第5話:三分間で、決めてね
「まーえーだーくーん♡」
朝の八時。
最近マミは毎朝僕のことを迎えに来る。
学校の始業は八時四十分だ。何も八時に来なくても。
僕はもう少し枕と仲良くしていたい。
「まーえーだーくーん」
またマミが呼んでいる。
僕の部屋は家の二階、道路に面したところにある。小学校の頃はこうして友達がよく呼びに来た。
でも、高校に上がった今では来るのはマミくらいだ。
「…………」
仕方なくベッドから這い出ると、僕は部屋の窓を開けた。
窓の下ではニコニコしたマミが両手を振っている。
「まーえーだーくーん、あーそぼ」
「……マミ、遊ぼってこれから学校じゃん。それになんで毎朝八時に来るの?」
「だって、少しでも早く顔見たかったから」
モジモジと身体をひねりながら、マミが少し拗ねた顔をする。
絶対、嘘だ。
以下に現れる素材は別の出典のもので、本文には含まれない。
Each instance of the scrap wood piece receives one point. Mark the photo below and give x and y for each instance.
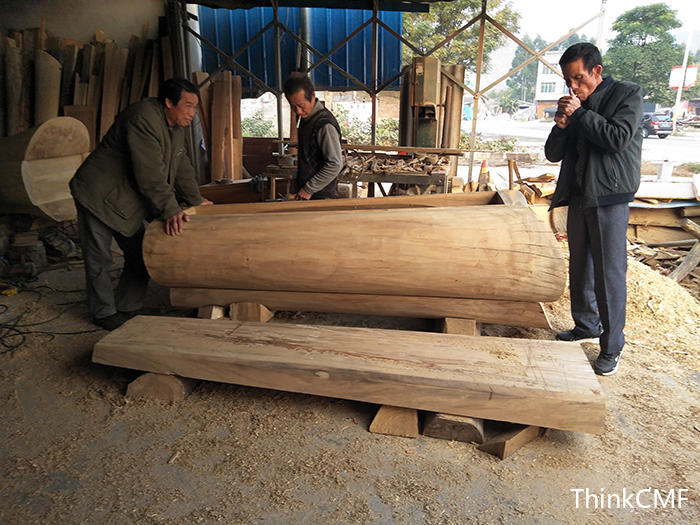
(507, 441)
(691, 227)
(161, 387)
(454, 428)
(395, 421)
(689, 263)
(533, 382)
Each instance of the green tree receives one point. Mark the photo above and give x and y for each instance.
(644, 50)
(425, 30)
(257, 126)
(522, 84)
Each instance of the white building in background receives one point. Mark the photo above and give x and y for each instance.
(550, 87)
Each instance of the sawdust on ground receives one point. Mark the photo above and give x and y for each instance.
(76, 451)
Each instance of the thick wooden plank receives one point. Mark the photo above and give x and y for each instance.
(534, 382)
(395, 421)
(513, 313)
(506, 253)
(47, 86)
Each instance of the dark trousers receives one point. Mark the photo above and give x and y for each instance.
(598, 270)
(96, 243)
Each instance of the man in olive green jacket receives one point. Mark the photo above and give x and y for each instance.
(140, 171)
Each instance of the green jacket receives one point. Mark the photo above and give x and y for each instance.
(140, 171)
(601, 148)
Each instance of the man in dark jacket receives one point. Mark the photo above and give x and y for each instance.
(140, 171)
(598, 137)
(320, 156)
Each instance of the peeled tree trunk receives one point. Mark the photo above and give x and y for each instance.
(488, 252)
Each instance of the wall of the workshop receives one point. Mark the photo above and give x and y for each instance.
(79, 19)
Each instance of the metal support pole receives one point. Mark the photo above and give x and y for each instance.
(477, 87)
(278, 75)
(375, 29)
(306, 36)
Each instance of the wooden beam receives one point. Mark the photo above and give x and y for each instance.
(512, 313)
(406, 149)
(508, 441)
(534, 382)
(404, 201)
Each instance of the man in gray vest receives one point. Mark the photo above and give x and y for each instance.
(320, 157)
(598, 137)
(140, 171)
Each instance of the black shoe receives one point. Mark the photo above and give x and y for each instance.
(577, 335)
(112, 322)
(606, 364)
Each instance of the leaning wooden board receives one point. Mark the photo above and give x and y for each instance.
(544, 383)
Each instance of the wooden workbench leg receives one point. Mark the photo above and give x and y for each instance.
(250, 312)
(395, 421)
(161, 387)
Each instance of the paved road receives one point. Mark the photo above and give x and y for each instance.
(677, 148)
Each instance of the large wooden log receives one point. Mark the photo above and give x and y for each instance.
(36, 166)
(512, 313)
(480, 252)
(544, 383)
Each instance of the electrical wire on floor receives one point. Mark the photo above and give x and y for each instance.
(13, 334)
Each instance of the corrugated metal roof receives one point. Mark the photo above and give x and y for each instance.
(230, 30)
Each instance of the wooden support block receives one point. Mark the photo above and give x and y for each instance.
(395, 421)
(255, 312)
(504, 443)
(454, 325)
(454, 428)
(161, 387)
(211, 312)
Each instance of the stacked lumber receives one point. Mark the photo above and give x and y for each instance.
(220, 117)
(543, 383)
(47, 76)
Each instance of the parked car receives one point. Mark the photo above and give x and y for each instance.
(658, 124)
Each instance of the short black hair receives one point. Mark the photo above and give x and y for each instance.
(297, 81)
(172, 90)
(585, 50)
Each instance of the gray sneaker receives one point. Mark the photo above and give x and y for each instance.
(606, 364)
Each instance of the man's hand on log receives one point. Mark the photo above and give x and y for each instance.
(173, 225)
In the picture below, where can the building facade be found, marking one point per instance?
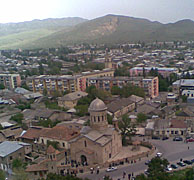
(165, 72)
(149, 84)
(10, 81)
(98, 142)
(64, 83)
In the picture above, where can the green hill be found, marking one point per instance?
(16, 35)
(108, 29)
(120, 29)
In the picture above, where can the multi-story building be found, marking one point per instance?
(10, 81)
(182, 85)
(149, 84)
(10, 150)
(165, 72)
(65, 82)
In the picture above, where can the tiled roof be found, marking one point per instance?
(118, 104)
(73, 96)
(177, 124)
(37, 167)
(60, 133)
(34, 132)
(51, 150)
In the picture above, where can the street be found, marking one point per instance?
(171, 150)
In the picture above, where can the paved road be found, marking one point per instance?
(171, 150)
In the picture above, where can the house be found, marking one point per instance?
(11, 133)
(70, 100)
(120, 107)
(173, 127)
(10, 150)
(60, 134)
(55, 162)
(136, 99)
(99, 142)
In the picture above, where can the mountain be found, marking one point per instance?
(107, 29)
(16, 35)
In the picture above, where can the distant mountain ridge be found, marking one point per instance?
(107, 29)
(16, 35)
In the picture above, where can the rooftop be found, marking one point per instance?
(9, 147)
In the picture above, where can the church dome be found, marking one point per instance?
(97, 105)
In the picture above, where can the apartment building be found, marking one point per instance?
(165, 72)
(149, 84)
(183, 86)
(10, 81)
(64, 82)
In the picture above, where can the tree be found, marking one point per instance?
(45, 92)
(141, 117)
(127, 129)
(2, 86)
(17, 118)
(17, 163)
(55, 144)
(115, 90)
(189, 174)
(184, 98)
(157, 169)
(2, 175)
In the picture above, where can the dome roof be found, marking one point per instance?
(97, 105)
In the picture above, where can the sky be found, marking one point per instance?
(164, 11)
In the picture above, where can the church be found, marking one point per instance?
(98, 142)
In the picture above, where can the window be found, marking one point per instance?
(94, 119)
(85, 143)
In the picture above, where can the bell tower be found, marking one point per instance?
(108, 60)
(98, 115)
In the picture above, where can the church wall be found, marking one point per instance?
(79, 145)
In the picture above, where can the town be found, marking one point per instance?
(94, 111)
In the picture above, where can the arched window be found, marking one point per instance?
(85, 143)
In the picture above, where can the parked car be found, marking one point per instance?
(182, 164)
(190, 140)
(177, 139)
(174, 166)
(188, 162)
(110, 169)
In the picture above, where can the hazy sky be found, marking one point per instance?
(160, 10)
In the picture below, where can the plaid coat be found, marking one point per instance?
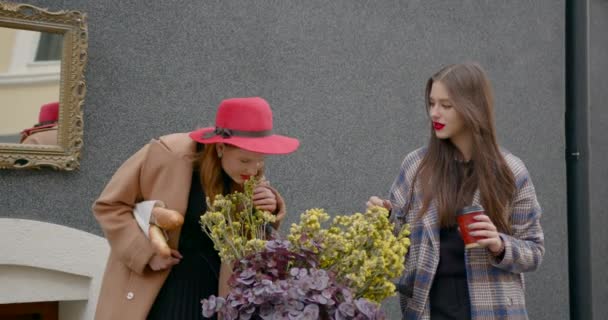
(496, 288)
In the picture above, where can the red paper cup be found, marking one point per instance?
(465, 217)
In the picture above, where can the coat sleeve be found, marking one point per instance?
(524, 249)
(399, 193)
(114, 212)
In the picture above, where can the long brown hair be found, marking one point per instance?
(441, 176)
(211, 173)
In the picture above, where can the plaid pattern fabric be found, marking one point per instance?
(496, 288)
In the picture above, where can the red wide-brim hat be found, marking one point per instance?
(246, 123)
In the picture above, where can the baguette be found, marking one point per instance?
(167, 219)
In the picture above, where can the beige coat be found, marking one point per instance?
(43, 136)
(161, 170)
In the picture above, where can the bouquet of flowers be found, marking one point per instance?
(343, 271)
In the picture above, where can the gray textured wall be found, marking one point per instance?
(346, 77)
(598, 68)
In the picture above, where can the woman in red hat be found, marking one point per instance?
(181, 170)
(45, 131)
(463, 166)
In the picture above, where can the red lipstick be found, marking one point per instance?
(438, 126)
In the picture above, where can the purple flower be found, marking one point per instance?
(311, 312)
(347, 309)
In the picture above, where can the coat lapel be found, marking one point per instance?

マミがそんな殊勝なことをするわけがない。
「あらあらマミちゃん、おはよう」
マミの声に気づいたのか、母が玄関の扉を開けた。
「あ、お母様、おはようございます」
お母様?
お前、いつから僕の兄妹になった? 昨日まではおばさまって言っていたはず。
母よ、昇格したものだよな。
「マミちゃん、雄介まだ寝てるのよ。さ、上がって? お茶出すから」
「はい……お邪魔します」
僕が制服に着替えて台所に降りた時、なぜかマミはパンケーキを食べていた。
「やっぱりねー、女の子だと作りがいあるわー」
母のニコニコはマックスだ。
ここ最近マミは毎日こうやってうちで朝ごはんを食べている。
家では食べていないのかな?
「雄介、あんたはバナナでいいわね? パンケーキなくなっちゃった」
なに、この格差。
「前田くん、半分食べる? 食べかけだけど」
とマミが僕の方にお皿を差し出す。
「いや、いいよ。バナナだけで」
皮を剥かれてもいないバナナだけが一本鎮座した皿と紅茶のマグカップをカウンター越しに母から受け取り、僕はマミの向かいに座った。
どうやら父はもう出たらしい。
僕には兄弟がいない。母と僕となぜかマミ。三人で朝の食卓を囲むのが最近の僕の一日の始まりだ。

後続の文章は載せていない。